Black tar-like fouling material was driving frequent shut-downs and increasing corrosion in the inlet area of a gas plant that processes lean gas with high acid gas content (68%CH4, 20%CO2 and 12%H2S). Analytical work indicated that the nitrogen containing corrosion inhibitor (CI) polymerized with sulfur compounds (polysulfides, elemental sulfur and/or H2S) in a type of a vulcanization process resulting in a hard-to-clean insoluble fouling product. Corrosion testing confirmed the role of the CI in creating this fouling. A customized autoclave testing was designed to include powdered elemental sulfur circulating in the bulk fluid. This allowed for a recreation of the condition in the plant where solid elemental sulfur comes out of solution and fouling occurs. The tests reproduced the tar-like fouling substance in the presence of the incumbent corrosion inhibitor. The data showed that a surfactant (wetting agent) used to keep elemental sulfur from depositing would also protect the steel from elemental sulfur corrosion. Other CIs were tested, but none provided protection at an acceptable dosage level without forming this foulant material.
Black tar-like fouling, as seen in Figure 1, in an inlet area heat exchanger would drive shut-down for a gas plant processing highly sour gas consisting mainly of methane (68%) with the balance being acid gases (12% H2S and 20%CO2) and trace compounds. Condensed water is produced throughout the field, while formation water is only produced in part of the field. No liquid hydrocarbons are produced. Besides sales gas, the plant produces elemental sulfur and CO2.

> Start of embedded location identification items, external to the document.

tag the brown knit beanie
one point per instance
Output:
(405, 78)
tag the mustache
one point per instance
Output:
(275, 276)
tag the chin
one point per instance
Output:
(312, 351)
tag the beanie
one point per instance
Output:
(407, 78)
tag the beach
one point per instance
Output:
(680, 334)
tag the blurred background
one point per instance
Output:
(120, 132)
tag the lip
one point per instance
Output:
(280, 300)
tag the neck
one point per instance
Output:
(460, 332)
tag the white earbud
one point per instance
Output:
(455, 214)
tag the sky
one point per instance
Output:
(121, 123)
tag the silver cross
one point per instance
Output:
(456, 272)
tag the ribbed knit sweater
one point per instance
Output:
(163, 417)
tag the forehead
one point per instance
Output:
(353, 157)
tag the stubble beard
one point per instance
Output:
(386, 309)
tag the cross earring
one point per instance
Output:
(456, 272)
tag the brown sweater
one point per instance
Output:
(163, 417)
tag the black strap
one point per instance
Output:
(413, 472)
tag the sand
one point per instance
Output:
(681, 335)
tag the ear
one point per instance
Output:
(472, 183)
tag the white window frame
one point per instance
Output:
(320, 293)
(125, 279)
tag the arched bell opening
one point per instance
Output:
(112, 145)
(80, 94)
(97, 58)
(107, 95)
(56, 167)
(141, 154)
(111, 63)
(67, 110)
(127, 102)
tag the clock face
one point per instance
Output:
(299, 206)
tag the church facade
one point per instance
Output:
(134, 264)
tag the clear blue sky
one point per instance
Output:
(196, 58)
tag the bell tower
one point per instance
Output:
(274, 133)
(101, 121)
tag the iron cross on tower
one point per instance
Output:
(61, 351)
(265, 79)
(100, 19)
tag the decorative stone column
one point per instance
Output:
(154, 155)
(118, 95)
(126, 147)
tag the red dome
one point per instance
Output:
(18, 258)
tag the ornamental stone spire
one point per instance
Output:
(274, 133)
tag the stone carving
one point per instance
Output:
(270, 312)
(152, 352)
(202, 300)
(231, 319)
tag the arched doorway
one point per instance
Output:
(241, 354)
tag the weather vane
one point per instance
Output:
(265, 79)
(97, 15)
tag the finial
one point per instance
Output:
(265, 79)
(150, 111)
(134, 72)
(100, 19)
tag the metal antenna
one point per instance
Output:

The Inlet Area separates the gas and the water, with some of the water being cooled down for recirculation to the front of the inlet area to help cool the production stream before the gas is processed through a AGRII unit in the Process Area. There are two inlet areas, one for Trains 1&2 and another one for Train 3. The produced water in Train 3 is solely water that has condensed out of the gas, and is therefore low in salinity (100ppm TDS, 120ppm bicarbonate). In contrast, the water in Trains 1&2 includes formation water and the salinity is 20,000ppm TDS and 2,300ppm bicarbonate. The water chemistry for this two water types is further described in Table 1 with the pH representing a degassed sample. Calculated pH at pressure and temperature at the sample location was pH5.7 for Train1&2 and pH4.7 for Train 3. The lower pH in Train 3 is explained with the lower bicarbonate value.